“Bright, enthusiastic, inquisitive boy,” she read. It was obvious that she was reading from the text, not making up the words. “Energetic and requires a lot of attention and compassion. He’s had a rough history, but he’s sweet and capable of loving. A family without any other children would do well.”
“Stop.”
“They write these posts like they’re advertising for pet swaps.”
“I said stop it.”
I climbed off the bed, flicked the cigret into the trash, and grabbed my clothes. “I was legitimately adopted. I don’t know what the hell you’re looking at.”
“Adopted by the Dragon Empress?”
No. And we both knew it.
I didn’t reply. Once I got my boots on, I grabbed my gun off the table and left her in the den.

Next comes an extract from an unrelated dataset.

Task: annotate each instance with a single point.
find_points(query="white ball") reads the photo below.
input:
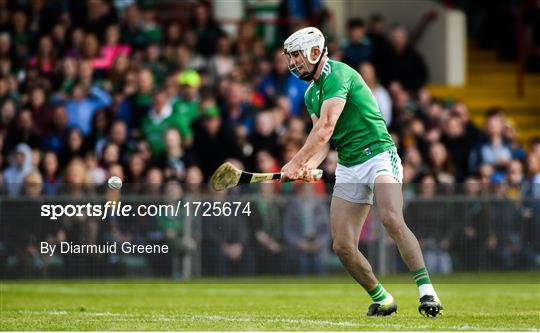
(115, 183)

All of my worlds were colliding.
Mabel found me at the bar, four drinks deep. Soochan was there, drunk and high too. “Heeey Mama,” he kept saying. Several of my other brothers from the Empress danced haphazardly to the music funneling in the centre of the floor.
“Paris,” Mabel said, glancing at Soochan.
“Heeey Mama. Heeey Parchisi, she want your comm code?”
We ignored him. I wondered what either of them would do if they knew my real origin.
What should I be doing?
Everywhere I went now, I thought of my brother. Swapping drugs for cred or weapons, it was Cairo. Drinking myself into a stupor, it was Cairo. Fucking a woman, it was Cairo.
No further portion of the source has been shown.